A Closer Look At "The French Roe" And The State Of Abortion Rights In France

In 1972, Marie-Claire Chevalier's trial paved the way for the legalization of abortion in France, much like Roe v. Wade did in the U.S. soon after. But as the Supreme Court overturned this landmark decision on the other side of the Atlantic, where do abortion rights now stand in France?

Lawyer Gisèle Halimi accompanies Marie-Claire Chevalier at the Bobigny trial in 1972.

Lila Paulou

PARIS — When Marie-Claire Chevalier died in January, French newspapers described her role in the struggle for abortion rights as an important part of what’s become the rather distant past. Yet since the recent overturning of Roe v. Wade in the United States, Chevalier’s story has returned to the present tense.
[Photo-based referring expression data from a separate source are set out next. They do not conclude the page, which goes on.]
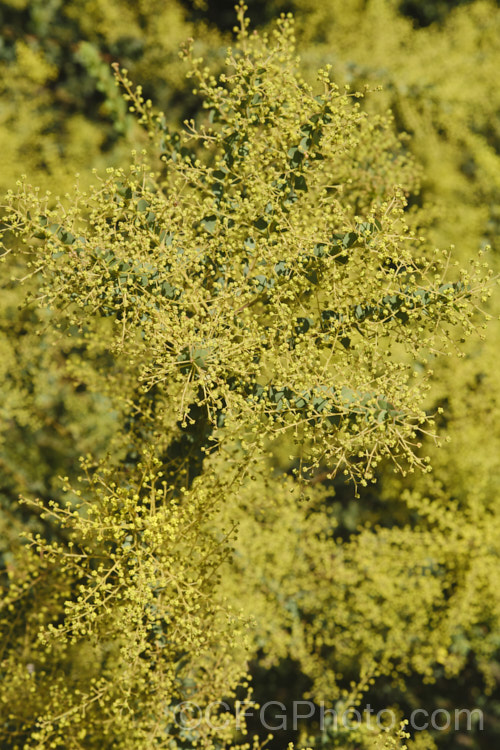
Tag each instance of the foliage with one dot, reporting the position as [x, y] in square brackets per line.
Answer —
[214, 341]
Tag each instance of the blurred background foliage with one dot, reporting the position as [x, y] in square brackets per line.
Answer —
[435, 66]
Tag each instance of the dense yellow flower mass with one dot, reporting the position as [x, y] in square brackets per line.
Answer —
[231, 365]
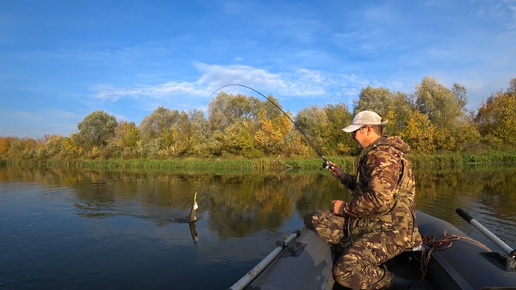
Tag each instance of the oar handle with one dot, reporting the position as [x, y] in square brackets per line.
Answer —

A high school student in 1971, Chevalier was raped by a classmate, and faced an unwanted pregnancy. With the help of her mother and three other women, the 16-year-old obtained an abortion, which was illegal in France. With all five women facing arrest, Marie-Claire’s mother Michèle decided to contact French-Tunisian lawyer Gisèle Halimi who had defended an Algerian activist raped and tortured by French soldiers in a high-profile case.

Marie-Claire bravely agreed to turn her trial into a platform for all women prosecuted for seeking an abortion. Major social figures testified on her behalf, from feminist activist Simone de Beauvoir to acclaimed poet Aimé Césaire. The prominent Catholic doctor Paul Milliez, said, “I do not see why us, Catholics, should impose our moral to all French people.”